Sequence-Independent Targeting of Transmembrane Proteins Synthesized within Vaccinia Virus Factories to Nascent Viral Membranes

Laboratory of Viral Diseases, National Institute of Allergy and Infectious Diseases, National Institutes of Health, Bethesda MD 20892

^* To whom correspondence should be addressed. Email: bmoss{at}nih.gov.

	Abstract

The primary membrane of vaccinia virus as well as other poxviruses forms within a discrete cytoplasmic factory region. We recently determined the existence of an operative pathway from the endoplasmic reticulum within the virus factory to nascent viral membranes and demonstrated that a viral protein could be diverted from this pathway to Golgi membranes by addition of COPII-binding sites (M. Husain, A. S. Weisberg and B. Moss, Proc. Natl. Acad.
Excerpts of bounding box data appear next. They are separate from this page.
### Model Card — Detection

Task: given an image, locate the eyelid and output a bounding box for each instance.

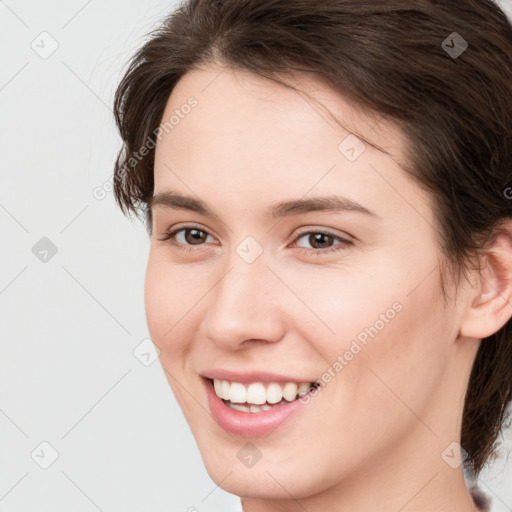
[157,224,354,256]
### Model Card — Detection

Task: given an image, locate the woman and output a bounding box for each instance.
[115,0,512,512]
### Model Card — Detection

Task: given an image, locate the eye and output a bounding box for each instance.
[159,226,218,250]
[158,226,353,255]
[295,231,353,254]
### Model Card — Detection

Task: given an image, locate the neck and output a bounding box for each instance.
[242,423,479,512]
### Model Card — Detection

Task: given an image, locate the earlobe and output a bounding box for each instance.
[460,225,512,339]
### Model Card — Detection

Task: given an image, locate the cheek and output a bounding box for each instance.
[144,252,197,360]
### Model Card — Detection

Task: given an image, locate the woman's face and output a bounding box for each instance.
[145,64,469,499]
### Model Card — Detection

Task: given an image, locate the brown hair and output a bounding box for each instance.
[114,0,512,474]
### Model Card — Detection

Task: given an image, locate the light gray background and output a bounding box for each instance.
[0,0,512,512]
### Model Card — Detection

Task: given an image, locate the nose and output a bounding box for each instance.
[200,254,289,350]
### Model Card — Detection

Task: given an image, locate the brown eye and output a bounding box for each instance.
[308,233,334,249]
[159,226,213,247]
[295,231,352,255]
[183,228,208,245]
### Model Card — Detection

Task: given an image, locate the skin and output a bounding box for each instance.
[145,65,511,512]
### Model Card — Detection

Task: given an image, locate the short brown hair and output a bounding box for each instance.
[114,0,512,474]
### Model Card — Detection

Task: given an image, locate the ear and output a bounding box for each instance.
[460,220,512,339]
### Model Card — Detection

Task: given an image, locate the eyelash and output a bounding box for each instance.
[158,226,353,255]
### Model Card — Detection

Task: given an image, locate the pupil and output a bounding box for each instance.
[185,229,204,245]
[309,233,332,248]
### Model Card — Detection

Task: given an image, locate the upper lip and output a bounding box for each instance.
[200,368,316,384]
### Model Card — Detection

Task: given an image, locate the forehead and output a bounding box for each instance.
[157,64,407,164]
[150,67,429,224]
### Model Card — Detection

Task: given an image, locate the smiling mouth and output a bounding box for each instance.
[209,379,320,413]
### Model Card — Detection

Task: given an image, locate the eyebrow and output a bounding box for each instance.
[148,191,379,219]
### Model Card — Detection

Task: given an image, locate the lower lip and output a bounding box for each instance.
[203,378,304,437]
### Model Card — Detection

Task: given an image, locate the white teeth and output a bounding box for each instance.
[283,382,298,402]
[246,382,267,405]
[267,382,283,404]
[219,380,231,400]
[213,379,312,406]
[229,382,247,404]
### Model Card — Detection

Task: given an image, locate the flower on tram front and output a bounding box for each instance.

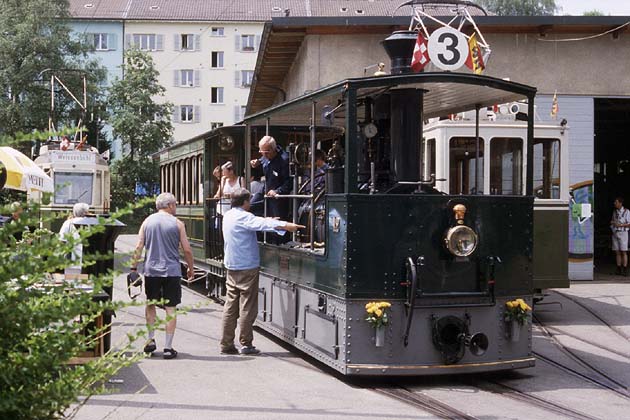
[365,302,392,328]
[504,298,532,325]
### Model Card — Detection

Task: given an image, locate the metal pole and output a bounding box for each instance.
[475,104,479,194]
[525,95,534,195]
[309,101,317,251]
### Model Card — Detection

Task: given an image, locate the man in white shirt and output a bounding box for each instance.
[610,197,630,276]
[221,188,304,355]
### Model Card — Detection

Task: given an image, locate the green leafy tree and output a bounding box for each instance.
[479,0,558,16]
[0,197,151,420]
[0,0,106,141]
[108,49,173,206]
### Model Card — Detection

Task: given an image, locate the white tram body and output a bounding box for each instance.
[35,143,110,214]
[422,111,571,290]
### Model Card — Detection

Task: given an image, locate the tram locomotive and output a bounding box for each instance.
[160,33,566,375]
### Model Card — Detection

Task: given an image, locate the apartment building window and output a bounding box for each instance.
[173,105,201,123]
[234,105,247,122]
[212,51,223,69]
[127,34,164,51]
[94,34,109,51]
[174,34,201,51]
[210,87,223,104]
[180,105,195,122]
[241,35,256,51]
[173,69,201,87]
[241,70,254,87]
[181,70,195,87]
[181,34,195,51]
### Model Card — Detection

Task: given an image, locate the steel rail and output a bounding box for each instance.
[372,387,477,420]
[532,316,630,399]
[475,380,601,420]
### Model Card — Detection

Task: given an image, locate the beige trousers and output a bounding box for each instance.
[221,268,259,350]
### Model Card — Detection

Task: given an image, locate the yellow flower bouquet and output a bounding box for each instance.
[365,302,392,328]
[505,298,532,325]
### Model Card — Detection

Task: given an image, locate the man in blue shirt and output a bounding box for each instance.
[250,136,292,218]
[221,189,304,354]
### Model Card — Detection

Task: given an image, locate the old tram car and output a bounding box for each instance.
[160,34,566,375]
[421,113,570,297]
[35,142,110,231]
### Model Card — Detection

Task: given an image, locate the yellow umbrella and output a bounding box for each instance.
[0,146,55,192]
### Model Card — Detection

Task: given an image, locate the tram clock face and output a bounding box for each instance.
[363,123,378,139]
[219,136,234,152]
[444,225,479,257]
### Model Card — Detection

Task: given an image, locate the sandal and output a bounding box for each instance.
[162,349,177,359]
[144,338,157,354]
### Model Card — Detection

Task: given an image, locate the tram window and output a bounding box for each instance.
[490,137,523,195]
[422,139,435,179]
[534,139,560,199]
[55,172,94,205]
[449,137,484,194]
[94,171,103,206]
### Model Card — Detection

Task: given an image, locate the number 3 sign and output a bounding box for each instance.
[428,27,468,71]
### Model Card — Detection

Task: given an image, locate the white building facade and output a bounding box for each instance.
[125,21,263,142]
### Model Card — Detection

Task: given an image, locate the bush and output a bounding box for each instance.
[0,199,146,419]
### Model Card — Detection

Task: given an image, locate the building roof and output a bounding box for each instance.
[246,15,630,115]
[69,0,492,22]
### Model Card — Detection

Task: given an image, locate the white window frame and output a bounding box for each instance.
[241,34,256,51]
[179,69,195,87]
[241,70,254,88]
[210,51,225,69]
[179,105,195,123]
[179,34,195,51]
[93,33,109,51]
[132,34,157,51]
[210,86,225,105]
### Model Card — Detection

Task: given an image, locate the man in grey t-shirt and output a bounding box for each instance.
[131,193,194,359]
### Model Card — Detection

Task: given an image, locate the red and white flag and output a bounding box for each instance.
[411,32,431,73]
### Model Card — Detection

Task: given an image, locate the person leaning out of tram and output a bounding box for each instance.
[214,161,243,214]
[250,136,292,218]
[610,197,630,276]
[221,188,304,355]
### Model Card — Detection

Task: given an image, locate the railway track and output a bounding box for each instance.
[475,380,601,420]
[552,290,630,340]
[532,315,630,399]
[372,387,477,420]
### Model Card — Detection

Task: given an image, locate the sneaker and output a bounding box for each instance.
[144,339,157,354]
[238,346,260,355]
[162,349,177,359]
[221,346,238,354]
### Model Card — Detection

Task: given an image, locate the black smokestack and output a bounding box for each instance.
[382,31,418,74]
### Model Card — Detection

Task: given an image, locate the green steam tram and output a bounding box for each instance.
[160,16,568,376]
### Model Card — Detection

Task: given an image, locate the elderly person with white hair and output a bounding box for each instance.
[249,136,293,223]
[131,192,194,359]
[59,203,90,274]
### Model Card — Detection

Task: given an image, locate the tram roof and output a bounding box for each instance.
[243,72,536,125]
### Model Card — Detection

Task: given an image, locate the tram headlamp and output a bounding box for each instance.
[444,225,479,257]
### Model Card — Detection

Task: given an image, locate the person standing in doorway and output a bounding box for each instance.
[221,188,304,355]
[131,193,194,359]
[610,197,630,276]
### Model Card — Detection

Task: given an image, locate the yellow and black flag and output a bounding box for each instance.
[466,33,486,74]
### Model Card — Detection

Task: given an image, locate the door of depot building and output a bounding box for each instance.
[593,98,630,272]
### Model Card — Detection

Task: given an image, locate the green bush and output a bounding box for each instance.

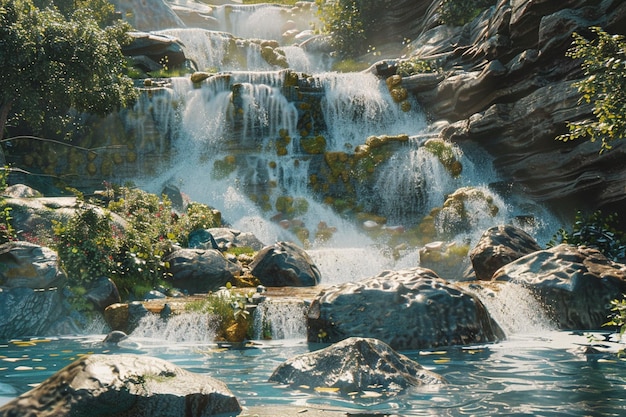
[53,187,221,298]
[557,27,626,152]
[547,210,626,261]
Sci., in press). Here we describe an investigation of the structural features that are required for transit of proteins to the viral membrane. Deletion of either the N-terminal domain or the C-terminal cytoplasmic tail from the conserved A9 protein did not prevent its incorporation into viral membranes, whereas deletion of the transmembrane domain resulted in its distribution throughout the cytoplasm. Nevertheless, replacement of the A9 transmembrane with the corresponding region of a non-poxvirus transmembrane protein or of a vaccinia virus extracellular envelope protein allowed viral membrane targeting, indicating no requirement for a specific amino acid sequence. Remarkably, the epitope-tagged A9 transmembrane domain alone as well as a heterologous transmembrane domain lacking a poxvirus sequence was sufficient for viral membrane association. The data are consistent with a sequence-independent pathway in which transmembrane proteins that are synthesized within the virus factory and lack COPII or other binding sites that enable conventional endoplasmic reticulum exiting are incorporated into nascent viral membranes.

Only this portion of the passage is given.